What makes the obstructive role of governments so hard to understand is that they are enabling the failure of their signal policies. Both political parties are loudly committed to large infrastructure spending to revive the U.S. economy. But unless they reform the regulations that allow the other two to flourish, they will be spending billions of taxpayers’ money mainly on legal fees, cost over-runs, and abandoned projects.  

It seems so lunatic that it couldn’t possibly be true. Before you say that, however, consider this disturbing fact: governments around the world have steadfastly refused to publish the cost estimates of their promise to move towards carbon neutrality by 2050. Everybody knows that this policy (if it’s ever implemented) would be enormously expensive as well as reducing the standard of living of their populations. Still, it’s telling that governments are nervous about putting an actual figure on it -- as if the voters are so distracted by word inflation that they won't notice words such as horrendous or terrifying unless they're backed up by a statistic.  

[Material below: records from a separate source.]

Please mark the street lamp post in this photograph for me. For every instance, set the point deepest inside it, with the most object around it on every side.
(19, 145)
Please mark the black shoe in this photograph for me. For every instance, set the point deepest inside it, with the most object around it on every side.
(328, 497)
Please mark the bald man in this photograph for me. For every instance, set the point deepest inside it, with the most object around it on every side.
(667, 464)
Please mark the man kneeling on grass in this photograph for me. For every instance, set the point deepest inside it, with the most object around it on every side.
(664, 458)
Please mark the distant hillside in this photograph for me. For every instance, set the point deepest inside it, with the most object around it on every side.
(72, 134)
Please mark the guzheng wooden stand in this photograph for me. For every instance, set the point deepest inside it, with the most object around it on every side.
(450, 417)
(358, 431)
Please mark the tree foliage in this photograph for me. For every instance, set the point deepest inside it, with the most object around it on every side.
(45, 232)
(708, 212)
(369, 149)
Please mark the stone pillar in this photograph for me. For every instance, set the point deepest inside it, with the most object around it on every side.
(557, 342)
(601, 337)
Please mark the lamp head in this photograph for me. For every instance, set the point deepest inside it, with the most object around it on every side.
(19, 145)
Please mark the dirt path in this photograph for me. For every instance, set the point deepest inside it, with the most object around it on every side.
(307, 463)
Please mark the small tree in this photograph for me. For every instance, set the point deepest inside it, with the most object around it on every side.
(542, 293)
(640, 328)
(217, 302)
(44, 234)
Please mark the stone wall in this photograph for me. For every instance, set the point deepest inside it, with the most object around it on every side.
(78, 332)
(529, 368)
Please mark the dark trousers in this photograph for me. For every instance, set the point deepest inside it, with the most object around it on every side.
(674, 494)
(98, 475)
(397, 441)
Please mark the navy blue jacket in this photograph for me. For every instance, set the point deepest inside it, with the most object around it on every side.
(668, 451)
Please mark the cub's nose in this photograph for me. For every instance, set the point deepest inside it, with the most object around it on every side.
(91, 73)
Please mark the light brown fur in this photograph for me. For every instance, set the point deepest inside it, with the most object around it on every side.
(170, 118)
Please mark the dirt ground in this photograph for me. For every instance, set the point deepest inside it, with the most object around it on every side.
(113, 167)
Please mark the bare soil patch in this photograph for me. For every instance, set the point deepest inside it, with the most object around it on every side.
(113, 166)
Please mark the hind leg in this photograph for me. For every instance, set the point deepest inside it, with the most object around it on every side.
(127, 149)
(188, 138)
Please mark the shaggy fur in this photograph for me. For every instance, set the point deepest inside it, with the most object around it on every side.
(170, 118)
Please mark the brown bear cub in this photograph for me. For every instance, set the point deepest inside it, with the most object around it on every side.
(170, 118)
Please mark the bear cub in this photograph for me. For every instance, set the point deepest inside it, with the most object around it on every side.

So we can understand the reluctance of governments when we learn that one government has done so with results that would alarm a drunken sailor into fiscal sobriety. As the Danish economist and head of the Copenhagen Consensus, Bjorn Lomborg, points out in a New York Post oped, adapted from his new book, False Alarm: How Climate Change Panic Costs Us Trillions, Hurts the Poor, and Fails to Fix the Planet:

Only New Zealand has asked for an independent assessment of the cost of its climate policy. It will cost 16 percent of its GDP each and every year by 2050, making it more costly than the entire New Zealand public expenditures for education, health, environment, police, defense, social protection, etc. (My italics.) 

Lomborg comments reasonably “We need smarter solutions.” For that, however, we would need smarter governments and smarter politicians. What we have are people who think you can pile ever-larger burdens on capitalism, progressively starve it of real investment and opportunities, and then ask it to save the world.